[EMAIL PROTECTED] wrote:
Roger,Thank you to Andre, Jonathan, Alex, and Jim!!!
Your great suggestions and word lists have provided me the necessary ingredients to achieve my goal. I will probably post further questions for optimizing the speed of word comparisons. If you have ideas or a script that works well, please post it if you don't mind. I appreciate your help!
this was a very useful trigger for me. I've had a half-completed project to write some word-game programs that got left behind a couple of months ago.

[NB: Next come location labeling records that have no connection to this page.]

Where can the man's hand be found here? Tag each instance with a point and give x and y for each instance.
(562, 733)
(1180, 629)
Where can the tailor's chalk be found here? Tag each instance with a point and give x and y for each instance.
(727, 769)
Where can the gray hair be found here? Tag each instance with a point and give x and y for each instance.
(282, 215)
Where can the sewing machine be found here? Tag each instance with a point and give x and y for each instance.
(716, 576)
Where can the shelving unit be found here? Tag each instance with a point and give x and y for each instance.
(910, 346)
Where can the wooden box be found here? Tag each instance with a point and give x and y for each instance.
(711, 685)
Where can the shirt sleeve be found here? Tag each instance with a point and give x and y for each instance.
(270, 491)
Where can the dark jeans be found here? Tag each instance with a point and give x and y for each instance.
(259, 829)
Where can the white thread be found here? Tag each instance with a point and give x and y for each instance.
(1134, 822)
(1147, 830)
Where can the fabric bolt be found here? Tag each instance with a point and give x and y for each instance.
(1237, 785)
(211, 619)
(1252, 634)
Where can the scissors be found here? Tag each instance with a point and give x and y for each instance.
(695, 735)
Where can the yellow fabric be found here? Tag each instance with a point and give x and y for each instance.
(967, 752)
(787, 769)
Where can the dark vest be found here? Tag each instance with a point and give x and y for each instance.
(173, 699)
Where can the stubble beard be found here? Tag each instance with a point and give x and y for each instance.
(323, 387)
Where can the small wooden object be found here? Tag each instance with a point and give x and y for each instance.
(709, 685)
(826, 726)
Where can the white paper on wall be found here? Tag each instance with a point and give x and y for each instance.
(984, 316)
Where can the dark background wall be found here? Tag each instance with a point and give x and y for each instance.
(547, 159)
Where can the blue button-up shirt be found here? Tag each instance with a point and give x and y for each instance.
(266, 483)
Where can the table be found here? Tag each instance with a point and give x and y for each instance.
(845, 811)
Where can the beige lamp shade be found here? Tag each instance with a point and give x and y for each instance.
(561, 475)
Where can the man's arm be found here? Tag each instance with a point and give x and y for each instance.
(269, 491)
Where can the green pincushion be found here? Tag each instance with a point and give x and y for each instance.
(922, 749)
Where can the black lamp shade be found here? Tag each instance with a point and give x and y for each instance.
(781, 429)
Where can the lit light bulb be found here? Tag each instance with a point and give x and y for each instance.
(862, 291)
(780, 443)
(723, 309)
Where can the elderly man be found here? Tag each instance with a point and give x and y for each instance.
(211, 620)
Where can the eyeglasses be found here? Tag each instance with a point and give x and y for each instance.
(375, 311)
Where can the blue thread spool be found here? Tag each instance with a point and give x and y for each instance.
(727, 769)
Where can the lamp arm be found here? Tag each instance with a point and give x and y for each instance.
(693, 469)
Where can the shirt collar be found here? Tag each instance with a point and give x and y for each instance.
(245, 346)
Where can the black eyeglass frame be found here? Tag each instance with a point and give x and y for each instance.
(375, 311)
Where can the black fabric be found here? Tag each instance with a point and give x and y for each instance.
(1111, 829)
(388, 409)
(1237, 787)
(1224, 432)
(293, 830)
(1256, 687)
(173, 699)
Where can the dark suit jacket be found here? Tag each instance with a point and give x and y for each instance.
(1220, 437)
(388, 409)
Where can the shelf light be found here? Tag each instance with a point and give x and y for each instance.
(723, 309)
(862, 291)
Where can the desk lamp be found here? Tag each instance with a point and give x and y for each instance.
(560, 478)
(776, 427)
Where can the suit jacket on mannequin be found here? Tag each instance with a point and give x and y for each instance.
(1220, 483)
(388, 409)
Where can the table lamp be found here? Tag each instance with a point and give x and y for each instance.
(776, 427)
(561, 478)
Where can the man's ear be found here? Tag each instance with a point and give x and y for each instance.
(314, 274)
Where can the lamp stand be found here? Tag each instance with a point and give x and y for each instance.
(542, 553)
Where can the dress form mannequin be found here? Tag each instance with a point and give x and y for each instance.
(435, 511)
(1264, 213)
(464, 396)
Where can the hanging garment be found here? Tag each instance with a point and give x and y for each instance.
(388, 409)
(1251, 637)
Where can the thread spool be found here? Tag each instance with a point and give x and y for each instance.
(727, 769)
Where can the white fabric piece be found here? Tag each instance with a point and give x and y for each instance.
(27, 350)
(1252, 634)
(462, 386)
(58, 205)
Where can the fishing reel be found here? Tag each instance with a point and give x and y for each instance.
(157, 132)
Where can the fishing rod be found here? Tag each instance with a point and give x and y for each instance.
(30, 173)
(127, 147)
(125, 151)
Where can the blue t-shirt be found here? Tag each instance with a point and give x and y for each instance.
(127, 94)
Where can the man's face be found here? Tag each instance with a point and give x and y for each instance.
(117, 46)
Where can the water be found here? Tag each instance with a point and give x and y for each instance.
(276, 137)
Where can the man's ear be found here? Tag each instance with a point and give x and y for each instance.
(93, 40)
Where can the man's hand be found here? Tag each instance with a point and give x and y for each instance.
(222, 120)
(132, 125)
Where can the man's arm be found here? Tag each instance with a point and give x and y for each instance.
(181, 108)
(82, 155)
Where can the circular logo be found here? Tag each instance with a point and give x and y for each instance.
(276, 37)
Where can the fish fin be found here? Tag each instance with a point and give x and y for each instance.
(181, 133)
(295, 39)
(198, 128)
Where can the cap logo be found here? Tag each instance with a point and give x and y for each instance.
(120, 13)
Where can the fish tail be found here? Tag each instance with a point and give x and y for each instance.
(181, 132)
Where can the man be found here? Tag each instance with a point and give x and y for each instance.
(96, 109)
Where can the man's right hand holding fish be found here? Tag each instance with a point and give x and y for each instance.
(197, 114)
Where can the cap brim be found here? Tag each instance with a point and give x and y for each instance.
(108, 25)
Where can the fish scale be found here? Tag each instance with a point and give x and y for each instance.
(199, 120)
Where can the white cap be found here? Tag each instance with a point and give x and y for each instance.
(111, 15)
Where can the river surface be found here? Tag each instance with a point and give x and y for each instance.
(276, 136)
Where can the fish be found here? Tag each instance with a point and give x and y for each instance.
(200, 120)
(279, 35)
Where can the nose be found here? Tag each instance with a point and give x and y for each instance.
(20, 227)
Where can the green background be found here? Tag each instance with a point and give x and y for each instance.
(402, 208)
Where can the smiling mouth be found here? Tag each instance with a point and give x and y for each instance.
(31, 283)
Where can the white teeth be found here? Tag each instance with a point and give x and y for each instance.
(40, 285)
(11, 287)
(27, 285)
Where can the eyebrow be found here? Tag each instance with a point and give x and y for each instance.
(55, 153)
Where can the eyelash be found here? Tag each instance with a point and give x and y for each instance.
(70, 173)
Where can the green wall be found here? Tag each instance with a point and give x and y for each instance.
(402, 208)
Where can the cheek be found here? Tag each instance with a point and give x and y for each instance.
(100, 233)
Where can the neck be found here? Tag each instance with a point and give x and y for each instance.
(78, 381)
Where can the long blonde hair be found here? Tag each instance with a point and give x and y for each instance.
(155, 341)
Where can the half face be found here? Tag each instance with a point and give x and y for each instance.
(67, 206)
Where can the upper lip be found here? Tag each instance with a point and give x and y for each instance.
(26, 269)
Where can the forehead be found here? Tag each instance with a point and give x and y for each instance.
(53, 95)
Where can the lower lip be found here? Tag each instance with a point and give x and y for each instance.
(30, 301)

One of the things I needed then was a spellchecker; I looked briefly at the Mozilla spellchecker (but didn't like their dictionary - seemed to have a lot of junk in it for my purposes). That was when I found the OpenOffice dictionaries, and looked at them enough to figure it would take some work (and in particular, expanding their downloadable dictionary to a simple word list would take a c compiler - which set of my allergy to using C :-)
I looked at it again, and decided I could dirty my hands for 5 minutes, downloaded the MySpell package, compiled the unmunch program to convert from dict+affix to simple word list.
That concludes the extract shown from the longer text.